FINRA targets repeat brokers, but its reach does not extend far
WWhen it comes to protecting investors from broker misconduct, all eyes are on whether the SEC will change Regulation Best interest, which requires brokers to act in the best interests of their clients when making recommendations. Meanwhile, FINRA, the self-regulatory body for investment dealers, has itself taken lesser-known steps to protect investors from repeat brokers.
A die new rules, implemented in September, effectively requires FINRA approval for a company to hire a broker with a significant history of misconduct. FINRA defines a serious fault as at least one “final criminal case” or two “specified risk events” within the past five years, such as investment-related civil judgments or arbitral awards of at least $ 15,000.
FINRA’s mandate is to design rules to prevent future wrongdoing, and it refers to two studies supporting the new rules. A 2015 to study by its own economists shows that a broker’s disciplinary record and certain other disclosures have “significant power to predict future investor harm” and a Academic study 2019 finds that one in four brokers with a history of misconduct was a repeat offender.
“Former offenders are five times more likely to commit misconduct than the average advisor, even compared to other advisers in the same firm, in the same place and at the same time,” according to the university study. “The high presence of repeat offenders suggests that consumers could avoid a significant number of misconduct by avoiding counselors with a history of misconduct.”
Every industry has bad apples, but they seem particularly prevalent in the financial industry. Over 600,000 registered brokers, the university study found that one in 13 people (7.28%) had a history of misconduct (and that only counts those caught).
Surprisingly, however, brokerage houses are quite strict on broker behavior. Almost half (48%) of brokers found guilty of misconduct lose their jobs. But other brokerages then hire 44% of those licensed brokers within the year. New businesses pay less and have a relatively high share of brokers with a history of misconduct. In other words, these brokers are matched with companies with a higher tolerance for misconduct.
This model suggests a two-speed system. Clean businesses do not tolerate malpractice and they rely on their reputation to attract knowledgeable customers. Other companies and their advisers, on the other hand, consistently engage in wrongdoing and appear to target vulnerable customers. Misconduct is most prevalent in places where older and less educated populations live, two groups often associated with less sophisticated investors. Misconduct is also more common in higher income countries, an attribute that generally serves as an indicator of investor sophistication. The study suggests that criminals target the rich because it pays off.

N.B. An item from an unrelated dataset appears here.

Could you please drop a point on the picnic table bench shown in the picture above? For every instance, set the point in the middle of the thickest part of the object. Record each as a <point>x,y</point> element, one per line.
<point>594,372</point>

Firms with higher percentages of broker misconduct have significantly less revenue and assets under management. But why doesn’t reputation do more to weed out bad companies? After all, the disciplinary files of financial advisers are accessible to everyone on two websites: the FINRA one. BrokerCheck and the SEC Investor Advisor Public Disclosure Website– who combined their search results. FINRA requires brokers to notify clients of BrokerCheck, and the SEC has conducted public service campaigns to “consult your investment professional”.
Nevertheless, some investors do not use or even do not know the sites. By focusing on these unsophisticated investors, companies can mitigate the consequences of a bad reputation.
This suggests a market failure. Firm discipline, reputation, market forces and years of increasing pressure from FINRA were not enough to protect investors. Hence the new FINRA rules. The message for the brokerage industry? Hear a memorable headline from a law firm note: “Thanks to the issuance of new rules for repeat brokers and the companies that hire them, FINRA is loud and clear to its members “Can you hear me now ??? “
But FINRA and strong surveillance cannot go further. Brokers with a history of serious misconduct are 25% more likely to move into other areas of the financial services industry beyond the scope of FINRA. Once there, former brokers with a history of misconduct are over 40% more likely to commit new misconduct compared to brokers with a history of misconduct who remain in the brokerage industry. These disturbing findings come from a 2021 study, “Wandering financial advisersCo-authored by former SEC Commissioner Robert J. Jackson Jr. and two other academics.
“Wandering advisers who already have a history of misconduct when they leave the FINRA regime are much more likely to reoffend than brokers currently registered with FINRA who also have a history of misconduct,” the study concludes. .
The study highlights the insurance industry, where there is a disproportionate number of former brokers with a history of misconduct. Of the more than 50,000 ex-brokers who work as insurance producers, more than 13% have a history of serious misconduct. (These numbers shouldn’t tarnish the majority of ex-brokers working in the insurance industry who have blank records.)
The study paints a picture of “highly fragmented” insurance regulation at the state level. Many insurance agents operate independently, and insurance companies have much less control over insurance agents than brokerage and investment advisory firms exercise over their employees. There is also no user-friendly website with a national database of insurance producer records.
None of this is intended to disparage FINRA’s new rules designed to protect investors from repeat brokers. But the rules won’t extend to financial advisers changing hats in a regulatory arbitrage game. It will take Congress to develop a more comprehensive solution.
The views and opinions expressed herein are the views and opinions of the author and do not necessarily reflect those of Nasdaq, Inc.